To me, the story boils down to a heightened mix of good intentions, nobility and scrabbling criminality. Self-interest is trump.
The narration was excellent, the characterization was distinct without getting cartoony.
I'll probably come back to another Greene novel in the future.
"Fascinating and instructive"
This book was like auditing a colourful lecture series. A great learning experience ... if only I had taken notes!
"Unrequited Love Caught In Two Very Flawed Cultures"
A lovely escape into the grime and gristle of European and Japanese cultures mixing and manipulating over the politics of commerce.
Glimmers of individual virtue are pitted against cultural chauvinism, with graphic descriptions of the foibles, constraints and violences of both.
A thoroughly enjoyable escape -- like a vacation for the imagination.
"An important book. Not great, but important."
I am grateful that someone of Rob Bell's stature, for those of us who appreciated his work until this book came out, has broached this subject from within the evangelical camp.
This book asks the questions that so many of us have been silently wondering about for a long time. Or bailed on church as we know it because the answers were just so much stonewalling.

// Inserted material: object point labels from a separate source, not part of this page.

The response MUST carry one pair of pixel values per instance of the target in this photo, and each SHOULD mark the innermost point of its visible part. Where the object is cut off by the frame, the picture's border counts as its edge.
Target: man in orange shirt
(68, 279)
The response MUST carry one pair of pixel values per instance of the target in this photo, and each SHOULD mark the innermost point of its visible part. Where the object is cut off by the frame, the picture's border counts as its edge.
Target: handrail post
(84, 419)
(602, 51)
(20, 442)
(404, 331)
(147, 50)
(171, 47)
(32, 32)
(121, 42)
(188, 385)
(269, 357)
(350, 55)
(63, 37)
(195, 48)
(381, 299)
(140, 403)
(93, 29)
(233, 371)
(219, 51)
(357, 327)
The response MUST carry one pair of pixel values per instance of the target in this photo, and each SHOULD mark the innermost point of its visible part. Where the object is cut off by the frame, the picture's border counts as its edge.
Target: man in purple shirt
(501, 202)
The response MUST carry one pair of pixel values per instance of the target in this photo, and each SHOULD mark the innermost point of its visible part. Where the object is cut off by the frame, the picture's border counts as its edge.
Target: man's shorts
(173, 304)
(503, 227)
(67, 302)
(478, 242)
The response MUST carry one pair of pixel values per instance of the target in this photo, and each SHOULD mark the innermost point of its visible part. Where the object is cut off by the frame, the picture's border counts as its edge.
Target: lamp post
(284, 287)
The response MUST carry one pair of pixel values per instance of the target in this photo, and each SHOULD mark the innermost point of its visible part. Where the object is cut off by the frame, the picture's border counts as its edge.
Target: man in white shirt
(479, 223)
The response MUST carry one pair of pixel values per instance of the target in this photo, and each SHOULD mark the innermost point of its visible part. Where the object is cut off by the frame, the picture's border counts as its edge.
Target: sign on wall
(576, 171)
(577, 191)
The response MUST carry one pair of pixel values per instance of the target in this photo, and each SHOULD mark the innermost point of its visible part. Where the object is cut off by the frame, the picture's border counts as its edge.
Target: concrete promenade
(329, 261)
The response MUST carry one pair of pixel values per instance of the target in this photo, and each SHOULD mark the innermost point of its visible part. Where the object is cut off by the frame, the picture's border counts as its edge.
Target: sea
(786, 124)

Hell ... really? Or is it a "spin" that serves evangelists and pastors that want more forceful leverage on the behaviour of their flocks or communities? (Sometimes understandably, where human selfishness and hate drive people to others' harm.)
Problem is, fear is a crummy foundation for faith. The antithesis, actually. And the friends I have who embraced faith, or at least church culture, out of fear of Hell or some cartoon end-times anti-Christ, have largely dropped out of both.
Bottom line: Very few Bible-believing Christians actually believe in Hell. Not really. If they did, they'd be up sweating at night and weeping in the streets.
Would deflating the hyperbole of Hell mean that patently evil people get off Scott-free? I doubt it. We will all be held to account, and Paul suggested that those outside the faith will have "blows" meted out to them to a lesser degree than those who should know better, such as the local "saved" church pedophile.
I respect that Bell does not shove definitive answers at us (as his orthodox opponents do.) Though we who were weaned on yes/no doctrine might wish he would -- I think he's smart to leave the codifying to sterner academics. This is a pretty short book, and undoing such a daunting shibboleth will be a huge undertaking.
For now, this will do.
And at least the silenced majority in the Church, and the numerical majority now outside the camp, can see that their quiet musings on the subject are registering. Somewhere.